Global intellectual property rights (IPR) theft and trade in fakes have grown to unprecedented levels, threatening many American businesses, innovators and manufacturers that depend on strong IPR enforcement for their competitiveness. Interpol estimates that seven percent of global trade now involves counterfeited goods. Trade in fakes is more than just a commercial or copyright problem. Consumer safety world wide is threatened when cheap and unregulated goods are used. For example, car windshields that purport to be shatterproof may in fact shatter, endangering occupants involved in accidents.

Though not alone, China has emerged as a leading source of pirated and counterfeit goods. The United States is pressing China to fully implement and effectively enforce its WTO IPR obligations. In April 2004, China committed to subject the full array of piracy and counterfeiting operations to criminal prosecution, and to target production facilities and sales of fakes. China also agreed to strengthen its border enforcement. Last month, USTR initiated the first ever systematic review of China’s intellectual property enforcement regime, including soliciting evidence from U.S. businesses.

Historically the United Sates has played a key role internationally in developing, extending and supporting intellectual property rights, through multi-lateral and bilateral treaties. Throughout the world, the United States aggressively works to improve IPR protections and enforcement using all available tools. In addition to cooperatively working with trading partners, the United States has also acted forcefully when other countries have failed to protect IPR. For example, the United States imposed $75 million in trade sanctions on Ukraine, which are still in effect, and removed $250 million in preferential access for Argentina.
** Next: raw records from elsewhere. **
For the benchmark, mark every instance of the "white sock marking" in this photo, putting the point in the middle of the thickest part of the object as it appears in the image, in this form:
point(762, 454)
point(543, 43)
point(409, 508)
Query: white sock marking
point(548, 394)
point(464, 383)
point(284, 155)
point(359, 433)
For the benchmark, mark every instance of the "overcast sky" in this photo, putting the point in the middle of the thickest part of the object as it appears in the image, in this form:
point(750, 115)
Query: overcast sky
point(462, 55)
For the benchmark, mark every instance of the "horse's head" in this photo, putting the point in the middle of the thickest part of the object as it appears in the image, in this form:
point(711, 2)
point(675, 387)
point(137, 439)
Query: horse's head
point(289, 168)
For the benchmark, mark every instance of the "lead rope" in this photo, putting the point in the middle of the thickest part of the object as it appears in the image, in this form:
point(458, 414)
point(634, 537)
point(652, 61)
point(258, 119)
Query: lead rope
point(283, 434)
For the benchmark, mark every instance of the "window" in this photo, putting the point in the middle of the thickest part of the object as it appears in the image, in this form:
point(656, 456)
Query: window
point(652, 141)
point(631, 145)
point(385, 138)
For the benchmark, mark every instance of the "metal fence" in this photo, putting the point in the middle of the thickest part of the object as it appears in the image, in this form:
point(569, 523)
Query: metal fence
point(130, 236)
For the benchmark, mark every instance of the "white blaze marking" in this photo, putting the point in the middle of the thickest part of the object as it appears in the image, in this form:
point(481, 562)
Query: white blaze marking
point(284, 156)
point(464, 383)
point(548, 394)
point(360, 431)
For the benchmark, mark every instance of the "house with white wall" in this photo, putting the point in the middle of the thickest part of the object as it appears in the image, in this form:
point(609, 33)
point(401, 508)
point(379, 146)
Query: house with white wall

Additionally, Free Trade Agreements (FTAs) negotiated by the United States are a prime example of how USTR synchronizes trade negotiations with ongoing enforcement efforts. These FTAs contain the highest level of IPR protection of any international agreements in the world, upgrade our trading partners’ domestic laws for the modern age, and integrate law enforcement efforts.

Since 2000, the U.S. Customs and Border Protection (CBP) agency has increased IPR seizures by 100 percent. This year, CBP is setting a record pace with increased in seizures (5,500) and value ($90 million).